In Jackson’s sort of family reunion, two men and two women are called to a haunted house; the patriarchal figure is Dr Montague (Martin Turner), a psychic researcher. Young buck Luke (Joseph May), in the book the heir to the property, is here a sceptical, wise-cracking journalist who plies Eleanor with drink. Both are played sympathetically and add a certain stability to proceedings but the chaps are essentially oblivious to the real action, which takes place inside the hearts and minds of the two women.
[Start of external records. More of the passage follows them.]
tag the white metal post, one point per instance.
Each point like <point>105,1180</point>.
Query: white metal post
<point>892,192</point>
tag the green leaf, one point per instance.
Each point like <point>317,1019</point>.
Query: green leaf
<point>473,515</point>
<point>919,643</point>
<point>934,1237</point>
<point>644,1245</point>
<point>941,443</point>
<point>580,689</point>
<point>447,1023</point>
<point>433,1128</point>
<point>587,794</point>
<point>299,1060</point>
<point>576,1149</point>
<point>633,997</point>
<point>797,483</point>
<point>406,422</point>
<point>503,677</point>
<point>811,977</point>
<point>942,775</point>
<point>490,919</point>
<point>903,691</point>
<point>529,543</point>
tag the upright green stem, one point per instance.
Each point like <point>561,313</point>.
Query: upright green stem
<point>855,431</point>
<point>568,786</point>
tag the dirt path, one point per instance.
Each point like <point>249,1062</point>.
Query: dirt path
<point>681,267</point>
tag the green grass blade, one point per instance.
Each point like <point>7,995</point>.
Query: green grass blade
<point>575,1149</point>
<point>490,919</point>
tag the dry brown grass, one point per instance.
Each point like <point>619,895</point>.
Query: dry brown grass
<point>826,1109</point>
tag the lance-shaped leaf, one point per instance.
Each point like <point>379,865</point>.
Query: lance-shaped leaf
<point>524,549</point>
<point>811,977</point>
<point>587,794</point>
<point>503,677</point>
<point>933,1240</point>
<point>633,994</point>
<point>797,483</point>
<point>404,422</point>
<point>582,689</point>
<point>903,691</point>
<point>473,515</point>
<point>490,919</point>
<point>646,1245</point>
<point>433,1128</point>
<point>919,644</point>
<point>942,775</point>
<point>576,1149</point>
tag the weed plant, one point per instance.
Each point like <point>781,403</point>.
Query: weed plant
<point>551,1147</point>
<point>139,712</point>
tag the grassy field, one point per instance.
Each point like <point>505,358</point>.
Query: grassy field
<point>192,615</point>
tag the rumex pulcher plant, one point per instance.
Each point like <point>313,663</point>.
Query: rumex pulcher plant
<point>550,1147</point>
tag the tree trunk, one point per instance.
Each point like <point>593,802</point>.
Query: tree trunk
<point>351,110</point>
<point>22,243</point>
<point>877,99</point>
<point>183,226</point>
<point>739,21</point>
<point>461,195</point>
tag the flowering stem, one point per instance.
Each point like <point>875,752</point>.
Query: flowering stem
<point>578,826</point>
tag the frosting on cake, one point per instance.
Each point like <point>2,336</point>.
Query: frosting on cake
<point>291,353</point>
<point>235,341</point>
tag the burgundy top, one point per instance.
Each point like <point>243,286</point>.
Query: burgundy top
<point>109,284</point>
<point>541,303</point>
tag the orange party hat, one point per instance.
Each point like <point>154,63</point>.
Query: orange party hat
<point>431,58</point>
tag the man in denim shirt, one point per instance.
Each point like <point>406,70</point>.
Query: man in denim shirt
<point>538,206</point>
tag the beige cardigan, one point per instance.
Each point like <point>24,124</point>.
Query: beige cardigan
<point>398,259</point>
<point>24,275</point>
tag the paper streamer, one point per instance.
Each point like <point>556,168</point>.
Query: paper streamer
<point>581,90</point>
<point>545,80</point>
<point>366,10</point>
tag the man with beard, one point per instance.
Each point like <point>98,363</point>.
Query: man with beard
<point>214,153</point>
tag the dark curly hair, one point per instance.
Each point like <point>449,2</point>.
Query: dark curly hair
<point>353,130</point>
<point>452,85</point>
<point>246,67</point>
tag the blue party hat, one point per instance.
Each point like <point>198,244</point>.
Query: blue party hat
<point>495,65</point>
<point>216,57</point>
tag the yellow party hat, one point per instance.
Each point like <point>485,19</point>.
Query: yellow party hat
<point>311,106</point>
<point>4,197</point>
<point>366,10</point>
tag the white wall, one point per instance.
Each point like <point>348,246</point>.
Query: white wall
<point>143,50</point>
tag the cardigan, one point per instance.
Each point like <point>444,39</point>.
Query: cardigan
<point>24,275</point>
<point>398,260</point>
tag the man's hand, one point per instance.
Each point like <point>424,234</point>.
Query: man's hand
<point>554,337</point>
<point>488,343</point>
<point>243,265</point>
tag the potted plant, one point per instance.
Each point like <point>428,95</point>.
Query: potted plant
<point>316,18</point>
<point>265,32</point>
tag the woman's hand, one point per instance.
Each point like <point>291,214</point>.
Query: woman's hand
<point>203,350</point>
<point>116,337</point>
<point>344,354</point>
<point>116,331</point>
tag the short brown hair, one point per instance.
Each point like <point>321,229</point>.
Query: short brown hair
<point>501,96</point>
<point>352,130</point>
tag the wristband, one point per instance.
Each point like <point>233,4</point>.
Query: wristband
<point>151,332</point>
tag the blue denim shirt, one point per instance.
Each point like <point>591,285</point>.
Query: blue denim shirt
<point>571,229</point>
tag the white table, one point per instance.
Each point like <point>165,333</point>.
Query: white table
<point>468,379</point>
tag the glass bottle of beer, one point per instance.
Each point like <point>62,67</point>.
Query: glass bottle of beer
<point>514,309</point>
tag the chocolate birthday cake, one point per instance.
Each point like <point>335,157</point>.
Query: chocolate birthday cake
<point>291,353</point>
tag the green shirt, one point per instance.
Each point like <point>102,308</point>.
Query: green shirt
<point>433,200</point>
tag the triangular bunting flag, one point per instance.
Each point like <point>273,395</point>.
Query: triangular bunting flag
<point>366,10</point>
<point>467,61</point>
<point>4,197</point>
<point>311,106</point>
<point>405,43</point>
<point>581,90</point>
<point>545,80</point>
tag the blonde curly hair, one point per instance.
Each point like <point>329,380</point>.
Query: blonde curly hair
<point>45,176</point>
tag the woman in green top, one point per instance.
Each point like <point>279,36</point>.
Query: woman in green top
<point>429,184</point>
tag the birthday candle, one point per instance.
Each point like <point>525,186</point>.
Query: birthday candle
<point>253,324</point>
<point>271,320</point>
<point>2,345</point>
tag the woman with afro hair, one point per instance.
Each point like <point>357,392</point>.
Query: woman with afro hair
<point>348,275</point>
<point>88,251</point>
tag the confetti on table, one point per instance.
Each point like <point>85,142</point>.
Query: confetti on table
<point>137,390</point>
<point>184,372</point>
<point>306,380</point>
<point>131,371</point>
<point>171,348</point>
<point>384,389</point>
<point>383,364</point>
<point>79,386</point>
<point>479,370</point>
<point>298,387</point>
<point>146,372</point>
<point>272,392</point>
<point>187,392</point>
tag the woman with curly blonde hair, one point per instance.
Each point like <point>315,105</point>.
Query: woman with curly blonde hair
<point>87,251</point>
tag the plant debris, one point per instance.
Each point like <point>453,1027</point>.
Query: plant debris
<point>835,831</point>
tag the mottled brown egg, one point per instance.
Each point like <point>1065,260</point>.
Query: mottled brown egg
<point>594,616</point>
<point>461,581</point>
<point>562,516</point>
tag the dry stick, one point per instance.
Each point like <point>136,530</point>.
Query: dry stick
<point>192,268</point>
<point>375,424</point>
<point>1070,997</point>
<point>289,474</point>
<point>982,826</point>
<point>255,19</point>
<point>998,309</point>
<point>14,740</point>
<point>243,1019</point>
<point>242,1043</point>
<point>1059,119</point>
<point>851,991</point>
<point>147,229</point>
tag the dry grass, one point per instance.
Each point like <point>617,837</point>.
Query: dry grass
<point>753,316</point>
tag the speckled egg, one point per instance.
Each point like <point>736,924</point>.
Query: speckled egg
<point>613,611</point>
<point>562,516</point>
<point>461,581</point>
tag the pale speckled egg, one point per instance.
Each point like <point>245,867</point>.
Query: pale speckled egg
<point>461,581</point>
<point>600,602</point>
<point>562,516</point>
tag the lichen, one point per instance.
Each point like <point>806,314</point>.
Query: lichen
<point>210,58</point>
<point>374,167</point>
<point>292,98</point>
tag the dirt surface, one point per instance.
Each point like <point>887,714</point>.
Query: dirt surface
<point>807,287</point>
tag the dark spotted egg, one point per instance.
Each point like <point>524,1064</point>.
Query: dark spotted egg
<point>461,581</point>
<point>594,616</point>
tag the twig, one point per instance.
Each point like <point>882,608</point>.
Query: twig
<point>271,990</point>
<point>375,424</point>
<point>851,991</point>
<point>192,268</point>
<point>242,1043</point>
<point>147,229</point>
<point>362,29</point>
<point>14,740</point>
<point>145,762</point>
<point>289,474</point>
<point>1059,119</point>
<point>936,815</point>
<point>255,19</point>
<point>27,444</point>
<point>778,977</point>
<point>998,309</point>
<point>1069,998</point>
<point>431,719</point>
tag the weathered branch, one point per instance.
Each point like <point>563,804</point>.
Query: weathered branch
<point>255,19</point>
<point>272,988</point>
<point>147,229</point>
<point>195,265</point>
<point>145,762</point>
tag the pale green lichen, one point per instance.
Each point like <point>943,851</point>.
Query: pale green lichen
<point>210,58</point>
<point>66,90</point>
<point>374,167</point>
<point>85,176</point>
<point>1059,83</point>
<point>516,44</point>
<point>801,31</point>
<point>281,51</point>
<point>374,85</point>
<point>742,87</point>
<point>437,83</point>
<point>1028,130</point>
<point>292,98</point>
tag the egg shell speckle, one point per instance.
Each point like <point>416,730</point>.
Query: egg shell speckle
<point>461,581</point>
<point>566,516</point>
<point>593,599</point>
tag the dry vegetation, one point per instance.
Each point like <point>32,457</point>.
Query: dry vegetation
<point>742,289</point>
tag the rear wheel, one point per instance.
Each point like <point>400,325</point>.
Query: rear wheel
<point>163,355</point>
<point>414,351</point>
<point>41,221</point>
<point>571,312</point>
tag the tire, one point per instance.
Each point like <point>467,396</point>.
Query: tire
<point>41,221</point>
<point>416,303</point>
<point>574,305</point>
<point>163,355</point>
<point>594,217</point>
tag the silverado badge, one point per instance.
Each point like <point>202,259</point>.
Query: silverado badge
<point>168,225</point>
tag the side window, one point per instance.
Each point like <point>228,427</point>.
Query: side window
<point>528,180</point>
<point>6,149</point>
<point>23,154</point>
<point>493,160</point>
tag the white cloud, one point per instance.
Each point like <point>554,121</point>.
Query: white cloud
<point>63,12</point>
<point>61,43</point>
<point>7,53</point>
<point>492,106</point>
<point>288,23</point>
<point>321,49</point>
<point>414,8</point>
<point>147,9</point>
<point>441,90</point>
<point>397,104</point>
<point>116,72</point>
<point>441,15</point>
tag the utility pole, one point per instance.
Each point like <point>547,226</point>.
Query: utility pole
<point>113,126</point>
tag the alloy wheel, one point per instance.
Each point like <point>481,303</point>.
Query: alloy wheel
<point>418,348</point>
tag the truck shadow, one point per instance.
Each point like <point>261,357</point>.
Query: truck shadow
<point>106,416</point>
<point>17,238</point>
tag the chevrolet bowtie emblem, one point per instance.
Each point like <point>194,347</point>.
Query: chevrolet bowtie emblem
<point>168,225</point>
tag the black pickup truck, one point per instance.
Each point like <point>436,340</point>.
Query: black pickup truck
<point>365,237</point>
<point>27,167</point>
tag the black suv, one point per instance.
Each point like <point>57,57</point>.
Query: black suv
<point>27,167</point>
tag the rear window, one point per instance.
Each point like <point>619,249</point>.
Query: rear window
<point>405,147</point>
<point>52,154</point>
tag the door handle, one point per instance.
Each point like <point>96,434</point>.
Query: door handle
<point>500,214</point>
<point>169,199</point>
Eleanor (Emily Bevan) is nervous, highly-strung and repressed after years of caring for her demanding mother. In another age she might have ended up in the madhouse, but we don’t do that sort of thing anymore. Instead, it’s the haunted house and it’s Theodora (Chipo Chung), the worldly-wise ‘bohemian’, who might just have what it takes to soothe her primal fears.
Eleanor is haunted by children that don’t exist, a parent she can never please and the fear that her life will never match her long-lost dreams. But in Chung’s terrific performance Theo’s teasing, tempting friendship gives her, and us, hope of escaping the prison of our nightmares.
Director Melly Still has drawn out a compelling story from Anthony Neilson’s taut, clever adaptation, which throws in enough witty one-liners for some light relief from the gloom.
Special mention must go to the production team, a joint effort by the Everyman and Playhouse, Sonia Friedman Productions and Hammer. Set designer Miriam Buether, lighting designer Jack Knowles and projections by 59 Productions have created a stylish and atmospheric show, with inventive lighting and screen backdrops, even if the occasional attempts at sudden shock might be lost on a generation accustomed to regular movie frights.
This is not a jump-up horror or even a traditional ghost story but it is disturbing and entertaining and unfolds with a dramatic and genuinely unnerving finale.
The Haunting of Hill House runs at the Liverpool Playhouse until January 16.